The following is an example of how to provision the base infrastructure necessary to host SmartSimple in an AWS environment. These instructions assume a setup from scratch, but if you already have existing AWS components that you wish to deploy your SmartSimple environment into then you may need to modify the instructions. Once complete you will need to contact SmartSimple in order to install the SmartSimple components.

Prerequisites

  • A registered Amazon Web Services account.

Creating the Initial Infrastructure

  1. Select a Region to operate in (e.g. US East (N. Virginia)).
  2. Within the VPC (Virtual Private Cloud) service menu, create a VPC with default tenancy.
    1. Create a Subnet in the VPC and select an Availability Zone.
    2. Create an Internet Gateway and attach it to the VPC.
    3. Edit the Route Table associated to the VPC and add the following route:
      Destination: 0.0.0.0/0 Target: above Internet Gateway
  3. Create Security Groups to define the network security.
    1. Create a Security Group for the Web layer. Configure inbound rules for ports 80 (HTTP) and 443 (HTTPS) to be open from all sources (0.0.0.0/0).
    2. Create a Security Group for SSH access. Configure inbound rules for port 22 (SSH) to be open from SmartSimple office environments (contact SmartSimple for a list of static IPs).
    3. Create a Security Group for the Database layer. Configure inbound rules for port 3306 (MySQL) to be open from the above Web Security Group.
  4. Within the IAM service menu, create an Encryption Key. This will be used for volume encryption.
  5. Within the EC2 service menu, launch an EC2 Instance.
    1. From the AWS Marketplace, select the CentOS 6 image 'CentOS 6 (x86_64) - with Updates HVM'.
    2. Select an Instance Type of m4.xlarge.
    3. Select the VPC and corresponding Subnet.
    4. Create three storage Volumes and enable encryption on them using the above key. Set the volumes with the following details:
      Name Type Device Size (GiB)
      Root Root /dev/sda1 10
      SmartSimple EBS /dev/sdf 1000
      Ext EBS /dev/sdg 30
    5. Encrypt the volumes with the above Encryption Key.
    6. Associate the above Web and SSH Security Groups.

Optional RDS Deployment

While the above steps are sufficient for a base SmartSimple environment, the following instructions are optional if you wish to provision a high availability clustered environment by adding an AWS Relational Database Service (RDS) instance.
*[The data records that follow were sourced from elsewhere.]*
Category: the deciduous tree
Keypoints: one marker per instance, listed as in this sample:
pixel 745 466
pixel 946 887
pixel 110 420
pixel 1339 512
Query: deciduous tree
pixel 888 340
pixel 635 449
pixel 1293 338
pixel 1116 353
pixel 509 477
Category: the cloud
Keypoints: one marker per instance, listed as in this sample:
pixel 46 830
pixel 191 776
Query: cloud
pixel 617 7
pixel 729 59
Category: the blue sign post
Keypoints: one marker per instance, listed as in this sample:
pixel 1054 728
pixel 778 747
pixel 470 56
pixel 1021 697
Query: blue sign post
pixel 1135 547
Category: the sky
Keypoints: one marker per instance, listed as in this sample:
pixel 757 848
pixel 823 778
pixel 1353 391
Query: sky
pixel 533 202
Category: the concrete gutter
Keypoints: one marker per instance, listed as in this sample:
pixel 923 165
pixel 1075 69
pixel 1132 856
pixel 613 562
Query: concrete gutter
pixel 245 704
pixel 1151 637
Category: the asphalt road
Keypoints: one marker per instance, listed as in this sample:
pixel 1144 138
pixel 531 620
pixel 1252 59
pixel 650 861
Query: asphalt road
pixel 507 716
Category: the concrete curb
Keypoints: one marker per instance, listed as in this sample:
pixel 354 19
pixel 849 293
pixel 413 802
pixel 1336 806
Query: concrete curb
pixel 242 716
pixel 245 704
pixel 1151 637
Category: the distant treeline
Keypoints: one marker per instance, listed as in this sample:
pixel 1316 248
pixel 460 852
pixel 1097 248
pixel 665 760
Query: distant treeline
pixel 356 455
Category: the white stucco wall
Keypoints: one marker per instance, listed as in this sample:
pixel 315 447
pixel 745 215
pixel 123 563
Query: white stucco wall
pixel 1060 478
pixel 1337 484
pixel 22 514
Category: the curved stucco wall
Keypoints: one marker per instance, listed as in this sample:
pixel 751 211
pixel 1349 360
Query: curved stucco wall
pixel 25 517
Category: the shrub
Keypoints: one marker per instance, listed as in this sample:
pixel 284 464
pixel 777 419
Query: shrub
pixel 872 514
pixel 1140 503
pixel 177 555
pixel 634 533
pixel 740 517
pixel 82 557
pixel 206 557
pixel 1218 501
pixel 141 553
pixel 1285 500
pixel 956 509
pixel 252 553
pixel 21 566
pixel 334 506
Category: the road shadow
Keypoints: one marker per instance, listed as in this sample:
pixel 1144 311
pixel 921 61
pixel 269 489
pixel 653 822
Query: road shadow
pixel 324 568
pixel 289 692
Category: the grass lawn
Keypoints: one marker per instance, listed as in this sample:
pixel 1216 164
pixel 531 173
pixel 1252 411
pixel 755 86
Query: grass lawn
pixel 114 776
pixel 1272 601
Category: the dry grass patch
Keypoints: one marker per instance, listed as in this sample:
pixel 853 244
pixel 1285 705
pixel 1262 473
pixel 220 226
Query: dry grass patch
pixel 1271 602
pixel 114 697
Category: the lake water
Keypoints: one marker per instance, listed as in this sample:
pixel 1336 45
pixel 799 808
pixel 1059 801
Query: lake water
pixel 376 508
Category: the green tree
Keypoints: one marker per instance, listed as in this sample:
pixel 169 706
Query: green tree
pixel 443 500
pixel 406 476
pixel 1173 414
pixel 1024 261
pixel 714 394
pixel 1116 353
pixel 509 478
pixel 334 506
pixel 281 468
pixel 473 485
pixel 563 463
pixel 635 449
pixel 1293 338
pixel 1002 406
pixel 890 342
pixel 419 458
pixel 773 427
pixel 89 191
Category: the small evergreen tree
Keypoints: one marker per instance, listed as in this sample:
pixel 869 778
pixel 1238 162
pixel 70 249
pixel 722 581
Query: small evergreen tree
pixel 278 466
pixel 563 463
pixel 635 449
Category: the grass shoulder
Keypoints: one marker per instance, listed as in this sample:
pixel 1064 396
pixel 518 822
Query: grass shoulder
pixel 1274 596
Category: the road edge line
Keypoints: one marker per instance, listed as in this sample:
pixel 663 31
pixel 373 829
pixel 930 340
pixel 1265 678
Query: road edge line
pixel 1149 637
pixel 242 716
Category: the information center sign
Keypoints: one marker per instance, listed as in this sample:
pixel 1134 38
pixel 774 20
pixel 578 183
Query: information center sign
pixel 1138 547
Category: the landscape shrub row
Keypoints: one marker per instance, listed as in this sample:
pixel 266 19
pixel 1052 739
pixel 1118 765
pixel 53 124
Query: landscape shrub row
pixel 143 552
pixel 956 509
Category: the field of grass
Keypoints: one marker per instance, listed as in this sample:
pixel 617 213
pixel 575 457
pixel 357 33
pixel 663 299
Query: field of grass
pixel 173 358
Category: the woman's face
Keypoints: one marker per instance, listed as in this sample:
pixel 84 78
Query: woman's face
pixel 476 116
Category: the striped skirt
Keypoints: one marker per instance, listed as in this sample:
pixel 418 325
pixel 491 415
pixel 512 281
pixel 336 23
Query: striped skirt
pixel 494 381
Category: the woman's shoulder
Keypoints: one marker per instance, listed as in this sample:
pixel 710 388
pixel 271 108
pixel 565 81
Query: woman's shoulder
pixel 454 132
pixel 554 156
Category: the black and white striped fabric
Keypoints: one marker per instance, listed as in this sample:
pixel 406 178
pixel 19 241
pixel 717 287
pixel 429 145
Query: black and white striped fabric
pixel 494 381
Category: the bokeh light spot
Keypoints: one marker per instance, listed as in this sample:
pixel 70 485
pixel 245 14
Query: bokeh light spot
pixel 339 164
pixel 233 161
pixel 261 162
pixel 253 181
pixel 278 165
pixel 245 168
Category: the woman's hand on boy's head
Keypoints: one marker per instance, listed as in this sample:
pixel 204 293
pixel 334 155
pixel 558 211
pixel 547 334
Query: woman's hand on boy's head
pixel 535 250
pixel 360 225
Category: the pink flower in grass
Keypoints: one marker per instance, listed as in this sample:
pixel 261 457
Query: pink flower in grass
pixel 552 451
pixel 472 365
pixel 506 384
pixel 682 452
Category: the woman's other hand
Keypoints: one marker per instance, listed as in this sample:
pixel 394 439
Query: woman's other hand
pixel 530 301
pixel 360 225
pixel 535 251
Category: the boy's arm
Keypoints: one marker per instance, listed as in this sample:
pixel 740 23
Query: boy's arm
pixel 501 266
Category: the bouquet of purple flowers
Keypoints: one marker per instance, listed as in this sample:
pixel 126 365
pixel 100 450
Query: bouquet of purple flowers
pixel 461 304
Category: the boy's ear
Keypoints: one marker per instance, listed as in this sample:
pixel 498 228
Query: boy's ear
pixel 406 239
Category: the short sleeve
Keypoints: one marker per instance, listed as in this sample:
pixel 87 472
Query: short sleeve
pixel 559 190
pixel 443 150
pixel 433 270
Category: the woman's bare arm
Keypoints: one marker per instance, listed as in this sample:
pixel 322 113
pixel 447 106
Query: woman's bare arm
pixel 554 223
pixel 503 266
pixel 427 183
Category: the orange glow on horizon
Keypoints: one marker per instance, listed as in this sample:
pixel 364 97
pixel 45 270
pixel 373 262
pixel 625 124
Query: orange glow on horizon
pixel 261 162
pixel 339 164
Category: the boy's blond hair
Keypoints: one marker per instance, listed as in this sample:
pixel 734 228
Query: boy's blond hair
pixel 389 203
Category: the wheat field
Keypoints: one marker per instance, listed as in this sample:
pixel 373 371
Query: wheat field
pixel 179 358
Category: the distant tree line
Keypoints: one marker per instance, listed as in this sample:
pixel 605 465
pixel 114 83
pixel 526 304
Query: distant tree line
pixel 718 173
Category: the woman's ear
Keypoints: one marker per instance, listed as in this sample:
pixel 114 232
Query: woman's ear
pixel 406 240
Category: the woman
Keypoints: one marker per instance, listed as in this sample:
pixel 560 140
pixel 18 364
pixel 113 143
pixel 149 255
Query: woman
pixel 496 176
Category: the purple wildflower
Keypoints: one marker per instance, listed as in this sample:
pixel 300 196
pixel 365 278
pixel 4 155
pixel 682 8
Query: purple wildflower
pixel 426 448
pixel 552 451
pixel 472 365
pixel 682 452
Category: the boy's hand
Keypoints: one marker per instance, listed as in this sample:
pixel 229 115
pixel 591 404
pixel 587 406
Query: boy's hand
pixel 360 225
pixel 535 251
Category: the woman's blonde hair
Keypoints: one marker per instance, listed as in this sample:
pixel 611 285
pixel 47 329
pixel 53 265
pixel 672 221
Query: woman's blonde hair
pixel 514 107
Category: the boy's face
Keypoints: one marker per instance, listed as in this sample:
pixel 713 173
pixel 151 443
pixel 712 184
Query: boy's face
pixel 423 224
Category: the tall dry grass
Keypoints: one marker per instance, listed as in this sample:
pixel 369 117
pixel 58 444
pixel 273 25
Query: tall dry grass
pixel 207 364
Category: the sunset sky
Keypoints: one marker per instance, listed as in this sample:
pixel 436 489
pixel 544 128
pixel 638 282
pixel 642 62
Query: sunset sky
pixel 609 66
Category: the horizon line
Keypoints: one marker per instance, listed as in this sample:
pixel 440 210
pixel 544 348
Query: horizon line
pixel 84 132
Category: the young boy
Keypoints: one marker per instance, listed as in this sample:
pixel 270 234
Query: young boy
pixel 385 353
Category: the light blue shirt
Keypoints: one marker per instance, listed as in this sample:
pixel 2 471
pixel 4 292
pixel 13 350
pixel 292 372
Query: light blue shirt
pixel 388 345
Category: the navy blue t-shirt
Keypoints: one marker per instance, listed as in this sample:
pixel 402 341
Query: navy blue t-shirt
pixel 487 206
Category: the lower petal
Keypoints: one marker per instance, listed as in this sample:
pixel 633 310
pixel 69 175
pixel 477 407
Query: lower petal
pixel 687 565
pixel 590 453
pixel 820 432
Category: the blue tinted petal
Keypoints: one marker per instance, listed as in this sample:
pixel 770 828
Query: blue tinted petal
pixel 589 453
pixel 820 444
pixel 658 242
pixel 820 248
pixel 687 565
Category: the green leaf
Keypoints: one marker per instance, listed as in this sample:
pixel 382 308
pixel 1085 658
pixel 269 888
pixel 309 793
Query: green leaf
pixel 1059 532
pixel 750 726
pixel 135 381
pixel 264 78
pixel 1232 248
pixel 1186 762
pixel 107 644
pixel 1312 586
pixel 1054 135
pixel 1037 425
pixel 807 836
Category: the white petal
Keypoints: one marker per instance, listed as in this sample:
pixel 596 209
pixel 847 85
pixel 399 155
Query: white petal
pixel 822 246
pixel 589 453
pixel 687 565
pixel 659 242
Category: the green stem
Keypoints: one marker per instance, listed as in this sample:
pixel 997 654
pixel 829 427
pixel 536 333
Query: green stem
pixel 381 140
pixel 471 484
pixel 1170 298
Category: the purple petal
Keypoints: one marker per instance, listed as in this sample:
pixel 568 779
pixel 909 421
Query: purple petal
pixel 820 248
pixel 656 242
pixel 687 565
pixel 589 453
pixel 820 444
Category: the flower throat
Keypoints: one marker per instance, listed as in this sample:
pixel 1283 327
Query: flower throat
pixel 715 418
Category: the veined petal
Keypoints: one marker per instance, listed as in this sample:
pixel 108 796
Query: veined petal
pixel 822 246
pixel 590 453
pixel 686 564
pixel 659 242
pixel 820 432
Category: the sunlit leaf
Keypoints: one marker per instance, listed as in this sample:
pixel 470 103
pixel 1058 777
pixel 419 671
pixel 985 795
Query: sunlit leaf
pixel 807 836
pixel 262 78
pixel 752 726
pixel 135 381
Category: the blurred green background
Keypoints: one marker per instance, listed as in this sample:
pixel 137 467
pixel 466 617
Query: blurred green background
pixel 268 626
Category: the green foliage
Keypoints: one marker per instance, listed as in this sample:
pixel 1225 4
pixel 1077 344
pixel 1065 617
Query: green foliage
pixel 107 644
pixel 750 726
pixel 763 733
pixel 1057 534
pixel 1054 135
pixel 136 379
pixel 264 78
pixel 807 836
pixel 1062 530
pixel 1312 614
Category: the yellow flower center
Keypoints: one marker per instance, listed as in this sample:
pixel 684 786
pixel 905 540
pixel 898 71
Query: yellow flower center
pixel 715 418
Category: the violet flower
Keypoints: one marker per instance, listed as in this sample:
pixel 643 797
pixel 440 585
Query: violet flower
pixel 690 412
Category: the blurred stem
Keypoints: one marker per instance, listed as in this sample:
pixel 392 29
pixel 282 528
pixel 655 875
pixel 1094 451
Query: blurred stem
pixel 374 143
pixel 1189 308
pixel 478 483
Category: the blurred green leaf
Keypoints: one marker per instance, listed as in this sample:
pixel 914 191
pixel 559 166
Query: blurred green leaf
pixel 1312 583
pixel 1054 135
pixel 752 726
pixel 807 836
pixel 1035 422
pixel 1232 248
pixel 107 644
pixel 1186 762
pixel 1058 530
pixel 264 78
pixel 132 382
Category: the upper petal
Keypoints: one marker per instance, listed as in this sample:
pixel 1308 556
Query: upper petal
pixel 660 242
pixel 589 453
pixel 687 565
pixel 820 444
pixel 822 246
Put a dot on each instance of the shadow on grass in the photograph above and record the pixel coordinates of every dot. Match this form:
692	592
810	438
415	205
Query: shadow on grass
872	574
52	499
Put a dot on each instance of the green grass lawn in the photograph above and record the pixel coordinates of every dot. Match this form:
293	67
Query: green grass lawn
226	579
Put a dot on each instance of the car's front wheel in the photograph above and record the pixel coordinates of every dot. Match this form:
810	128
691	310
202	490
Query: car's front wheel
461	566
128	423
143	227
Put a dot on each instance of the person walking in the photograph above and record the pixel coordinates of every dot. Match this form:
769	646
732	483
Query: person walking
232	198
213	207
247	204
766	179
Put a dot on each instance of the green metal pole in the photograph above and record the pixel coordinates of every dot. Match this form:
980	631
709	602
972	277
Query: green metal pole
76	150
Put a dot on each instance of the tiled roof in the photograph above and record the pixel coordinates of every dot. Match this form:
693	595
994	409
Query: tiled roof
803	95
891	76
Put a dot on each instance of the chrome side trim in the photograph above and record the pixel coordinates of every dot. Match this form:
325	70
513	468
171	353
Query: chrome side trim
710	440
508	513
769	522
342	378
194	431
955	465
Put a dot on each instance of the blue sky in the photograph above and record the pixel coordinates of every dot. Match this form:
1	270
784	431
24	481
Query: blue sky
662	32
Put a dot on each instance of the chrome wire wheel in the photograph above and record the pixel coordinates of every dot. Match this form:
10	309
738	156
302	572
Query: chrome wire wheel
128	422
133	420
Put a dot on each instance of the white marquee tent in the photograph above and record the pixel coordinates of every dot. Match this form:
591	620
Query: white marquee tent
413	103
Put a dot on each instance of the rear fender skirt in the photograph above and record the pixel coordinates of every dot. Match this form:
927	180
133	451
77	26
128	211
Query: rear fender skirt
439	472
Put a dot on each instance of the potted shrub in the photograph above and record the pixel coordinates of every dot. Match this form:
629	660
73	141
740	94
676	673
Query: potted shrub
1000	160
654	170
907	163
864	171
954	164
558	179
  1. Within the RDS service menu, create a new DB Subnet Group and add Subnets for two different Availability Zones.
  2. Create a new Parameter Group based off the default 'mariadb10.0'. Set the following parameters:
    connect_timeout = 60
    interactive_timeout = 60
    log_bin_trust_function_creators = 1
    time_zone = your local timezone (e.g. 'US/Eastern')
    wait_timeout = 60
  3. Launch a DB Instance.
    1. Select the MariaDB database engine (version 10.0.x).
    2. Select an Instance Class of db.m4.large (if deploying RDS, the EC2 instance created above may be resized from m4.xlarge down to m4.large).
    3. You may choose whether to enable Multi-AZ Deployment or not.
    4. Set Allocated Storage to 200GB.
    5. Select the VPC, Subnet Group, Security Group, and DB Parameter Group previously created.
    6. Set Publicly Accessible to no, and Enable Encryption to yes and select the Encryption Key previously created.
    7. You may set Auto Minor Version Upgrade to yes to allow for automatic updates.

Creating Additional Environments

In order to create additional environments whether backups for disaster recovery, or for development and testing you can simply take snapshots of the EC2 and RDS instances and deploy new images. You may need to first create new VPC containers for these environments.